Colorado is where the company’s product research and development happen, as well as where standards of procedure and other important company guidelines are drafted.

For production, Organa Brands partners with marijuana business license holders in states where it wants to do business. When deciding on a partner, Driessen said, Organa Brands seeks “money, morals and marijuana.” In other words: Does the potential partner have enough capital to scale, the morals to be compliant and enough raw cannabis for the quantity of products the company wants to produce?

To help new local partners learn the company’s processes, the firm deploys a “travel team” from its Colorado headquarters that comes in from sales, marketing, distribution, logistics, production, research and product development.

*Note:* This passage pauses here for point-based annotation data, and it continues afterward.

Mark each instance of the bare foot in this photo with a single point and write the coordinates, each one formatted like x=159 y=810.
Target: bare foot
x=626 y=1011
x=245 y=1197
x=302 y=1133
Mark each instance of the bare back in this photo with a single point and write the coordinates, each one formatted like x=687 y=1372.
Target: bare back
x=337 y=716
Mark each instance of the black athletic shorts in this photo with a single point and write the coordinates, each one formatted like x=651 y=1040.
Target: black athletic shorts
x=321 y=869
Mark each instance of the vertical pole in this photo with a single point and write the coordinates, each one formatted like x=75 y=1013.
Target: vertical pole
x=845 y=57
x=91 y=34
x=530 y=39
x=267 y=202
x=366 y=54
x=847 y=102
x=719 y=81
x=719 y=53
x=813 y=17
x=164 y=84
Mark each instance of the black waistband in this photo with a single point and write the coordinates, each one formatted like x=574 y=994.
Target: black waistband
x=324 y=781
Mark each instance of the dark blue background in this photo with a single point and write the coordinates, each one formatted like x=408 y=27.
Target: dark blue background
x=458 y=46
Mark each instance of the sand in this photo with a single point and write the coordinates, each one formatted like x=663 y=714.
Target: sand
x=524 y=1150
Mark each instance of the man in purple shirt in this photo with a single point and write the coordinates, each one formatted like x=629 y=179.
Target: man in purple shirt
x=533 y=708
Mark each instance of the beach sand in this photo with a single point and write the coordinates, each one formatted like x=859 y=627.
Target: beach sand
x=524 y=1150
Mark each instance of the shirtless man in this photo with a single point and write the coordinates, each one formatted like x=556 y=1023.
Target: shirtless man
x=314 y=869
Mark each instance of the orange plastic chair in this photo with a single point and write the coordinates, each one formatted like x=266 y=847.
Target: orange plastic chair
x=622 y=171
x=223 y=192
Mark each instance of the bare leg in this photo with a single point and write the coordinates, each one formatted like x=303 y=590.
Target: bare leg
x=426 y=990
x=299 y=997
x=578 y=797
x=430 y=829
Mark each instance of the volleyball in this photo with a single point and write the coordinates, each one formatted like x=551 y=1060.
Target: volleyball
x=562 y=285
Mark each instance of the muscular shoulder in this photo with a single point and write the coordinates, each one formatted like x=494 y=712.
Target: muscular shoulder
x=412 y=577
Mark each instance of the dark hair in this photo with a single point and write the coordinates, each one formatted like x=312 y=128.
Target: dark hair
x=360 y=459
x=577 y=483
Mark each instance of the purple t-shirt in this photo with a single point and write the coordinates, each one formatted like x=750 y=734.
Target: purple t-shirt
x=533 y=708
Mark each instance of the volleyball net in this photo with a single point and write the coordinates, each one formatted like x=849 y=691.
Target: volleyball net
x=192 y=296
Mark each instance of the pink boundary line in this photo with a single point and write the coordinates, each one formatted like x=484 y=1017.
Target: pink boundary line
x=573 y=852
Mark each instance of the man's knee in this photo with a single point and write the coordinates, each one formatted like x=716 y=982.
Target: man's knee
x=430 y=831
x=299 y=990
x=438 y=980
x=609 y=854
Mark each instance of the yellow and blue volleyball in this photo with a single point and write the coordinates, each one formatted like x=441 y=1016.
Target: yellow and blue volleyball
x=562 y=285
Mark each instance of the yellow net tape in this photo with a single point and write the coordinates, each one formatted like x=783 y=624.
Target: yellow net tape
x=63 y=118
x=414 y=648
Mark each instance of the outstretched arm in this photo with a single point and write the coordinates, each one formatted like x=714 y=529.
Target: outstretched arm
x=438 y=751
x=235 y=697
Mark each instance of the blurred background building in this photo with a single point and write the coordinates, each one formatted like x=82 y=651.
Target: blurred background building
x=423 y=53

“We are able to deploy rapidly because we don’t have to hire a chemist and other key personnel in every market,” Driessen said. “We have them in Colorado, and their expertise is what gets licensed out.”

Know Your Markets

Organa Brands decides which markets to pursue after extensive research. The business evaluates the number of potential patients and consumers, the competition that might already be there, what sells and what doesn’t, as well as market needs that aren’t being satisfied. Organa Brands also sends executives and other team members into the market to explore real estate possibilities and interview potential executives and other staff.

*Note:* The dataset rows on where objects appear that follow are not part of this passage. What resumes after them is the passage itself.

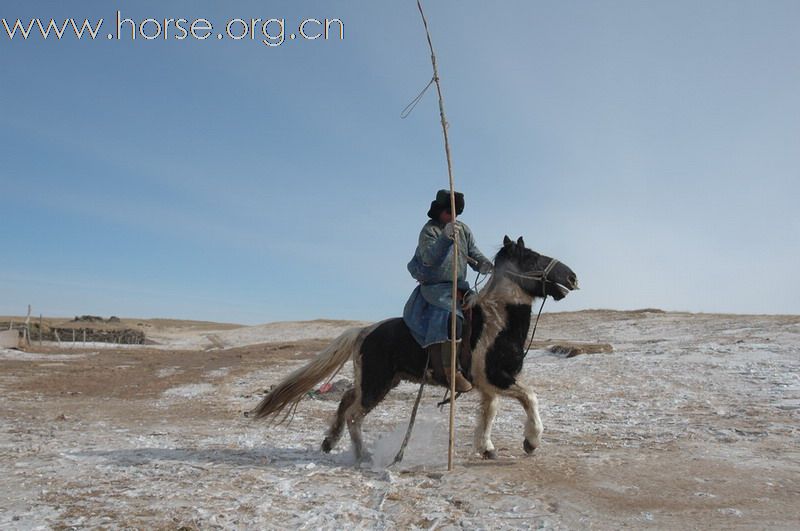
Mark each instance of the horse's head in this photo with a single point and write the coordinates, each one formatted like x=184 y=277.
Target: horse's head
x=536 y=274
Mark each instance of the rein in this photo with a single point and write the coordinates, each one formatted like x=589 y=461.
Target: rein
x=541 y=276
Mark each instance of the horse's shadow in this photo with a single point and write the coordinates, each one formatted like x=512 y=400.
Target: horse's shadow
x=209 y=457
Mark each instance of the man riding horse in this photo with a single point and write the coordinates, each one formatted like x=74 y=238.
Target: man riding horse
x=428 y=310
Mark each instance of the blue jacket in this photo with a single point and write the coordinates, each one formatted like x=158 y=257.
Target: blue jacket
x=427 y=311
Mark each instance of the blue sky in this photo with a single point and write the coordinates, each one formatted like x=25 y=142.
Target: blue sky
x=652 y=146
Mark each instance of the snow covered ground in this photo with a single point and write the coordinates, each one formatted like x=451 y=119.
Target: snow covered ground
x=692 y=422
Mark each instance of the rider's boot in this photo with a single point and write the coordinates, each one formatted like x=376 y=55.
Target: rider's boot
x=462 y=384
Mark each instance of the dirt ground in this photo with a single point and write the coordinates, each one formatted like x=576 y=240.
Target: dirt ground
x=691 y=422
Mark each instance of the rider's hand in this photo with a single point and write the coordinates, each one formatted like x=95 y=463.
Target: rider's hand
x=469 y=298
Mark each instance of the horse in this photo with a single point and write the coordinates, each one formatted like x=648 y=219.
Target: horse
x=386 y=353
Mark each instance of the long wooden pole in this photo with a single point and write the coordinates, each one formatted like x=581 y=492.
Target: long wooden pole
x=454 y=310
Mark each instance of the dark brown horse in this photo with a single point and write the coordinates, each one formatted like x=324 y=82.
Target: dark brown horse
x=385 y=353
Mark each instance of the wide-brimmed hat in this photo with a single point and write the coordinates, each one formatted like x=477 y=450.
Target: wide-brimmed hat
x=442 y=203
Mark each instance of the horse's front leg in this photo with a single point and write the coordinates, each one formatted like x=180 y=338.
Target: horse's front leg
x=533 y=426
x=483 y=429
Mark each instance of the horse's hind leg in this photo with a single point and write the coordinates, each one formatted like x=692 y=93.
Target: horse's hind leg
x=337 y=426
x=355 y=416
x=533 y=427
x=483 y=430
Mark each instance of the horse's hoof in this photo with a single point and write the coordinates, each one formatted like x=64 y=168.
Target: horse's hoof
x=529 y=448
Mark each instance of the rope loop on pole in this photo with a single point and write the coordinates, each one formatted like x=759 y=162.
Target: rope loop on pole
x=410 y=107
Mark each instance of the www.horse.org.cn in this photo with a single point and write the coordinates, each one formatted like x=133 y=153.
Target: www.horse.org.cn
x=269 y=31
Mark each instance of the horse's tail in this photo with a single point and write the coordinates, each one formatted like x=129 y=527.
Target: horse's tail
x=291 y=390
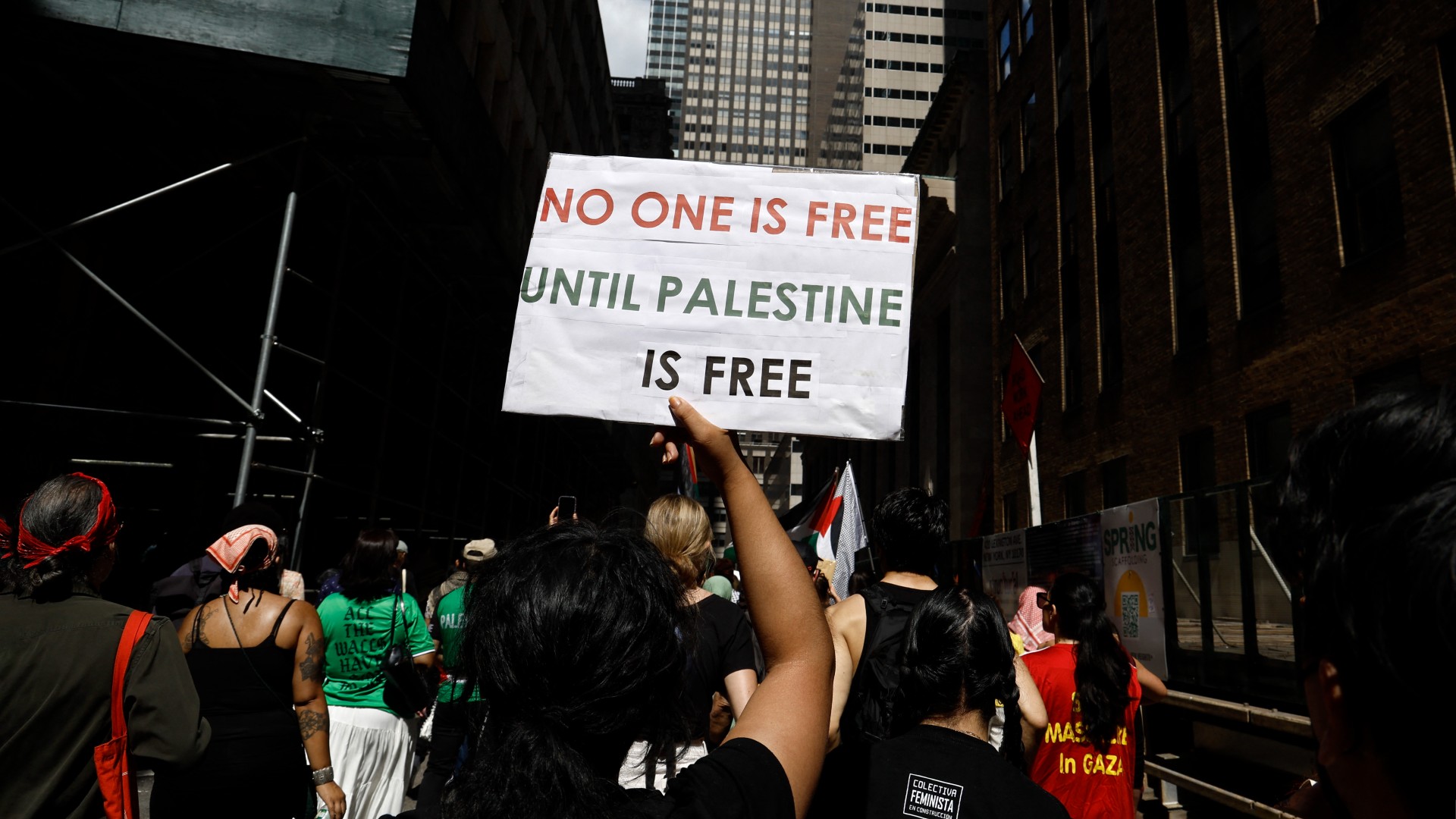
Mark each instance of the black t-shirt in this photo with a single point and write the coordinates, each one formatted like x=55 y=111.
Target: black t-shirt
x=928 y=773
x=724 y=646
x=740 y=780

“Being data driven, we always do heavy market analyses before we decide to go into a market to understand what’s the ROI, what products can we bring to market, what’s the demographic, what are the regs,” Driessen said.

“You need to know what’s unique about each state. Different brands resonate to different degrees by state,” Driessen said. For example, Organa Brands has found that its higher-end Craft Reserve Distillate cartridges and Reserve Pure Oil Cartridges – sold under the OpenVape brand – are popular in markets such as Northern California and Oregon. However, another product, Ish, a big-batch, flavored distillate that tastes like vanilla cake or blueberry, doesn’t sell well in the Pacific Northwest, but it does well in Colorado and other Southwestern states.

While Organa Brands executives would ideally like the company’s products to be in all legal cannabis markets, they fear that doing this would spread the company too thin. Consequently, the company has chosen, for now, to stay out of small markets such as Alaska, Hawaii and New Hampshire.

“You have to be cognizant of the time, talent and treasure you’re going to put in versus the opportunity and expected return,” Driessen said.

Consider Alaska. While it has an adult-use program, transporting product across the vast state is expensive.

“We really shine when we can sell to everybody on an open, wholesale scale,” Driessen said. “In Alaska, you can, but you might need to take a bush plane to some places; that makes the cost model nonsensical to us.”

Organa Brands also stayed out of Illinois and New York because of what it considered excessive regulations, high costs and too few patients. “One day, both those places will be amazing markets. But the way they are set up right now, you are set up to lose,” Driessen said.